Por Miguel Jaimes. Cuando llegaban los días de los funerales mandaban a comprar las Cuentas de pan. Eran unos paquetes con cien unidades de pancitos pálidos como las lágrimas. Eran los días antiguos cuando los hombres cargaban sus escopetas y se iban en la persecución de Rabipelados, conocidos como Faros.
Pasmados animalitos, familiares de roedores veloces capaces de dar gusto a los apetitos trasnochados con la llamada Sopa de velorio. Rico y caliente consomé en el cual cada verduras iría picadita en formas de cuadritos pequeños.
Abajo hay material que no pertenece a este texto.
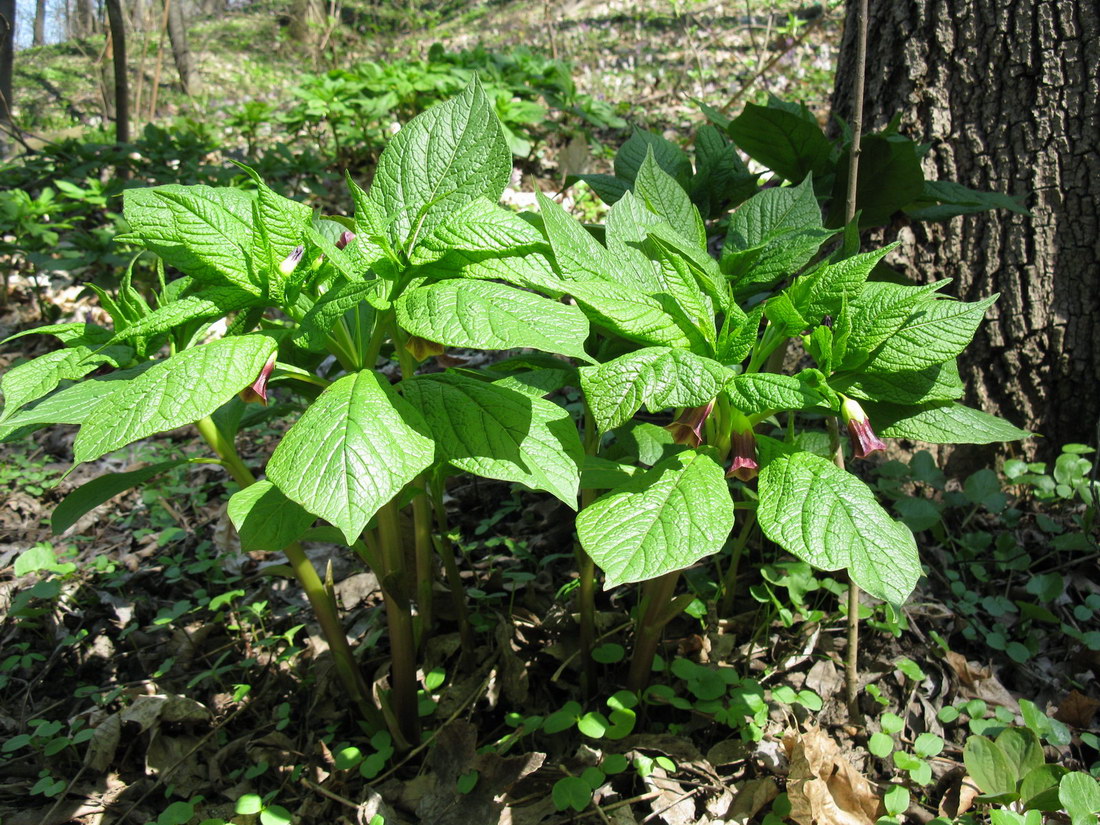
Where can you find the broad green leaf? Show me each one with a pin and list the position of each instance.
(70, 404)
(538, 383)
(667, 198)
(939, 383)
(265, 519)
(890, 178)
(771, 235)
(279, 224)
(201, 231)
(1023, 749)
(91, 494)
(32, 380)
(1080, 795)
(202, 305)
(344, 297)
(826, 288)
(831, 519)
(669, 156)
(530, 271)
(788, 144)
(176, 392)
(441, 160)
(480, 228)
(637, 317)
(663, 519)
(880, 310)
(496, 432)
(757, 394)
(942, 424)
(990, 768)
(721, 177)
(608, 187)
(945, 199)
(351, 452)
(656, 377)
(937, 331)
(487, 316)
Mientras el finado era preparado en la escogencia de dos mujeres y un hombre que cumplían sus secretos bajo un ritual limpieza, pues debía llegar al cielo bañado y perfumado, uñas limpias y recién cortadas, hasta con un poco de perfumito.
Los viejos finaos se ponían muy duros, entonces en unas grandes ollas mantenían aguas hirvientes con ramas calientes, introducían sus manos y pies para enderezarlos, colocarles medias nuevas con zapatos brillantes, así unir sus dedos entre crucifijos recién comprados para que el difunto llegue con todo nuevo al cielo, pues en los velorios las viejas se reunían y criticaban.
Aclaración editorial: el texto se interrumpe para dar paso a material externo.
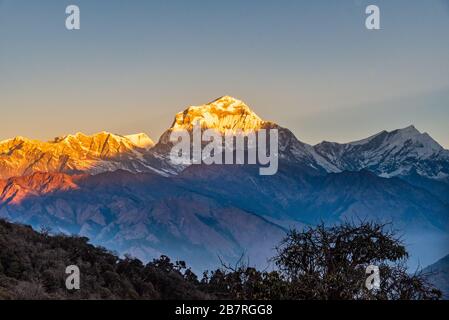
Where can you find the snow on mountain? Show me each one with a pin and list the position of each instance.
(141, 140)
(388, 154)
(225, 113)
(397, 153)
(72, 154)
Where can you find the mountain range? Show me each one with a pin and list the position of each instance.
(123, 192)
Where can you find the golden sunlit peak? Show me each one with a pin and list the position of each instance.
(223, 114)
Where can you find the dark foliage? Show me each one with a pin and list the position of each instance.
(330, 264)
(318, 263)
(32, 266)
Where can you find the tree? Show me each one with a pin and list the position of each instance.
(331, 262)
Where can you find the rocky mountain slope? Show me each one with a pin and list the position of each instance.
(124, 192)
(438, 274)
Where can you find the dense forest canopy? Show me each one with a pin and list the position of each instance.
(317, 263)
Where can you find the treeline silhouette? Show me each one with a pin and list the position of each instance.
(317, 263)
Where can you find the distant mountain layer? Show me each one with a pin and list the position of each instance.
(223, 211)
(126, 194)
(439, 275)
(400, 153)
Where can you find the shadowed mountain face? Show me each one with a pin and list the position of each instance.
(124, 193)
(224, 210)
(146, 215)
(439, 275)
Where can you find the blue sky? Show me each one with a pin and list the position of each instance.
(309, 65)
Estos días pasaban cuando manos enviadas invitaban a caminar sobre calzadas donde los terrenales sentían miedos a pesar de andar resguardados. Era increíble llegar a funerales donde el silencio creía haber olvidado los caminos. Cuando se recordaba en medio de las carretas que había que continuar.
La escuela aún no está desierta, ese niño todavía está allí, canta y hace sus tareas retardadas, serán las que ahora haga en alguna parte de un cielo inexplorado. Cuando llegan los hermanos a ser gentiles y todos pueden volver a buscarse. Esos eran los grandes días de un funeral, cuando descubrían recuerdos de aprendices y se va hasta las puertas de los viejos amigos, quienes rondan esperando los toques en los postigos de los velatorios.
Son los tiempos en que los salones se abren a los grandes funerales, cuando se permiten amistades con un pedazo de música, un instante de un reciente turno y un aplauso entre bondadosos recuerdos.